Met pijn is ons hart verlaten we deze goddelijke 5sterren plek om ons aan de 10 km lange klim te wagen naar 1000m hoogte naar St. Martin de Fugères. Dit wordt afzien, omdat we bovendien op een stevige tegen wind getracteerd worden, die zo sterk is dat we zelfs bergafwaarts flink moeten doortrappen. Als we eenmaal afgedaald zijn in het mooie dal bij Goudet geven we de pijp al na 15 km aan Maarten. Ten eerste omdat het hier zo mooi is, maar bovendien zal er de eerste 35 zware klimkilometers geen kans op fouragering te vinden zijn. Dus peuter ik bij een particulier in Goudet een brood los, zodat we in ieder geval kunnen lunchen en besteden de rest van de dag aan het luieren langs de mooie meander van de Loire.
We doen ons uiterste best om regelmatig te internetten, maar dit is geen erg toeristisch gebied, en de meeste mensen kijken je op de vraag naar een internet café ongeveer zo aan als de koeien in de wei.

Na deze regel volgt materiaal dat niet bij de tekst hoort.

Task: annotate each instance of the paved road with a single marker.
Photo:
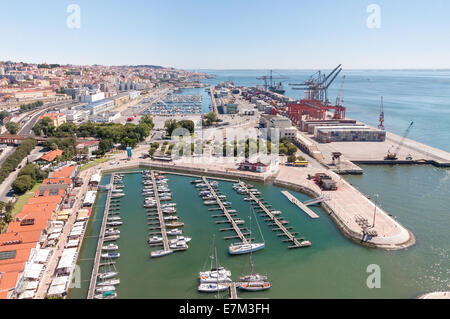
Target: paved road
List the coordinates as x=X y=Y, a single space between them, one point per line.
x=5 y=187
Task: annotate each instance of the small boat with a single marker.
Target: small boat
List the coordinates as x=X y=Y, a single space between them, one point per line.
x=160 y=253
x=175 y=224
x=113 y=282
x=179 y=245
x=253 y=278
x=155 y=240
x=212 y=287
x=241 y=248
x=106 y=295
x=111 y=255
x=174 y=232
x=107 y=275
x=180 y=238
x=110 y=247
x=112 y=232
x=105 y=288
x=254 y=285
x=114 y=223
x=111 y=238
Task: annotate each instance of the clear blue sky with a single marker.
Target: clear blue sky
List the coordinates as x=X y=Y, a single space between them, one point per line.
x=227 y=34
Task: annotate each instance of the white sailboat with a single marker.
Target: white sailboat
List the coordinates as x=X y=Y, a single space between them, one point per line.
x=215 y=275
x=246 y=248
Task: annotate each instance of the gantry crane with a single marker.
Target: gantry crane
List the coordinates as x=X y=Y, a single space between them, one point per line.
x=392 y=155
x=381 y=125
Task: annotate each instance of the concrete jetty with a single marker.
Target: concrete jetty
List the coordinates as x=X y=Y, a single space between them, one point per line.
x=160 y=214
x=299 y=204
x=225 y=211
x=347 y=207
x=276 y=221
x=98 y=253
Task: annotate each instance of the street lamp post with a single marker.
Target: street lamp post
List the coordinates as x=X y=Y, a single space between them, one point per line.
x=375 y=210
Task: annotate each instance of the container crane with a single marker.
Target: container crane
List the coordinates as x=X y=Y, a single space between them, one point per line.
x=393 y=155
x=340 y=98
x=381 y=125
x=269 y=83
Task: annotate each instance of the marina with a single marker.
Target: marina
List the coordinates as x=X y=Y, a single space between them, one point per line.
x=333 y=247
x=177 y=104
x=96 y=266
x=224 y=209
x=297 y=243
x=300 y=205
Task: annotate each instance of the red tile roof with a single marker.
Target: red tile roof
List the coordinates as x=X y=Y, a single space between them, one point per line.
x=50 y=156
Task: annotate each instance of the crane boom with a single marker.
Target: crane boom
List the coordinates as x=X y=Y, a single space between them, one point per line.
x=393 y=155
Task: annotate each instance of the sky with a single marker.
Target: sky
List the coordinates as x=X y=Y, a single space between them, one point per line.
x=230 y=34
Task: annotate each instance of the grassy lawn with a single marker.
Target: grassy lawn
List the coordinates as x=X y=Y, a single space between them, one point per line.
x=94 y=163
x=23 y=199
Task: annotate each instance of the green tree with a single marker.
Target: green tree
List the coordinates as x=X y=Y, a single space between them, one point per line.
x=147 y=120
x=12 y=127
x=3 y=115
x=211 y=117
x=170 y=126
x=291 y=158
x=22 y=184
x=187 y=124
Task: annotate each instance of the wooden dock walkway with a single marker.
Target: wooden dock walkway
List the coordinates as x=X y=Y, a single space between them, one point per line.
x=233 y=290
x=160 y=214
x=94 y=274
x=272 y=217
x=225 y=211
x=299 y=204
x=213 y=100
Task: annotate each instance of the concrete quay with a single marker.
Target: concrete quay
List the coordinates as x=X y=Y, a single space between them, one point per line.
x=347 y=207
x=373 y=153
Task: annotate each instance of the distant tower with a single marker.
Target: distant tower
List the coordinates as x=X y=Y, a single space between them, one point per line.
x=381 y=125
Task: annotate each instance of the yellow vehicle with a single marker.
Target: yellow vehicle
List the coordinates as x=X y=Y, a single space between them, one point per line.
x=301 y=163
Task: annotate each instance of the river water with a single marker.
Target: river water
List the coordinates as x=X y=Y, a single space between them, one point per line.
x=334 y=267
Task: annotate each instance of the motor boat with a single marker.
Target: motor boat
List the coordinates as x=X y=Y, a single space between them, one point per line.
x=212 y=287
x=107 y=275
x=242 y=248
x=254 y=285
x=160 y=253
x=105 y=288
x=106 y=295
x=110 y=247
x=114 y=223
x=113 y=282
x=111 y=238
x=155 y=240
x=174 y=232
x=111 y=255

Het is vandaag eerste pinksterdag en tevens de grote uitdaging om de zwaarste dag naar het zuiden door de gorge de Loire te volbrengen. Na een paar uur stevig klimmen, bereiken we met zeer zware tegenwind St. Paul op het op 1241m. hooggelegen plateau met een weids panorama., tevens het hoogste punt van onze tocht naar het zuiden. Na deze uitputtingsslag volgt na Langogne een grote afdaling van 40km (!) naar de vlakte beneden door een prachtig Nationaal Park. Tussen de dennenbossen door, met ruwe steile rotsen om ons heen. Het landschap is hier echt heel wild, . Hier en daar zo ongeveer verlaten dorpjes, met een paar ruines van huizen. In Pradelles vinden we grote boucheterie, waar we toch nog eiereren, ham, kaas en lamskoteletten kunnen inslaan en wat verder in het verpauperde Langogne zijn we erg blij met de altijd werkende bakkers! Nog een klimmetje naar het Lac de Naussac en we kunnen de tent weer neerzetten. 



Pied de Borne
Pied de Borne
Les Salelles bij Le Vans



Bij la BastidePuylaurent in de Languedoc Roussillon dalen we de zeer smalle D151 af de fraaie kloof in. De weg door het dal van de Chassezac wordt steeds mooier als we Pied de Borne  naderen, waar we lunchen. Na een hele tijd in de remmen te hebben gehangen en hoog boven rivieren, door prachtige kloven, te hebben gefietst, zien we vlak voor Les Vans beneden ons bij de rivier mooie kampeerplekken. Met moeite vinden we na wat zoeken een weggetje  naar beneden bij les Salelles(Ardeche/Chevenes).
 
 
In Les Vannes vinden we eindelijk  een internetaansluiting in een kroeg, hier bereikt ons het grote nieuws dat onze dochter Elisa zwanger is van onze eerste kleinzoon. We voelen ons helemaal euforisch door dit bericht en  fysiek gesterkt om met een felle klim boven de stad uit te komen met een schitterend uitzicht over datzelfde stadje. In Gagnières vieren we het bericht op een terrasje met een biertje en een grote coup ijs.
Voorbij St. Ambroix nog een paar super venijnige klimmetjes, waarna een vrij saai gedeelte volgt.
In St. Hyppolyte-du-Fort vinden we bij wat sportvelden een lekkere vlakke kampeerplek. 's Nachts worden we gewekt door een vreemde regenbui, die om de paar minuten over de tent raast. Als ik m'n hoofd eens buitenboord steek, blijkt de automatische sproei-installatie de schuldige te zijn! Je moet ook overal op letten bij wildkamperen!
Omdat de weg naar Montalieu is afgesloten, moeten we een omweg nemen door Gorges de l'Herault , wat niet echt een straf is, gezien de schoonheid van dit natuurwonder.
We volgen de weg boven de rivier l'Herault, en vervolgens suizen we naar die rivier toe, waar bij een hoge brug een paar jongelui elkaar opjuinen om er af te springen! Een jong meisje springt er roekeloos en zonder angst van af, terwijl een vriendje met knikkende knieen boven staat te twijfelen. Een leuk schouwspel en omdat het hier zo mooi is, zoeken we langs het water een rustige plek om te kamperen.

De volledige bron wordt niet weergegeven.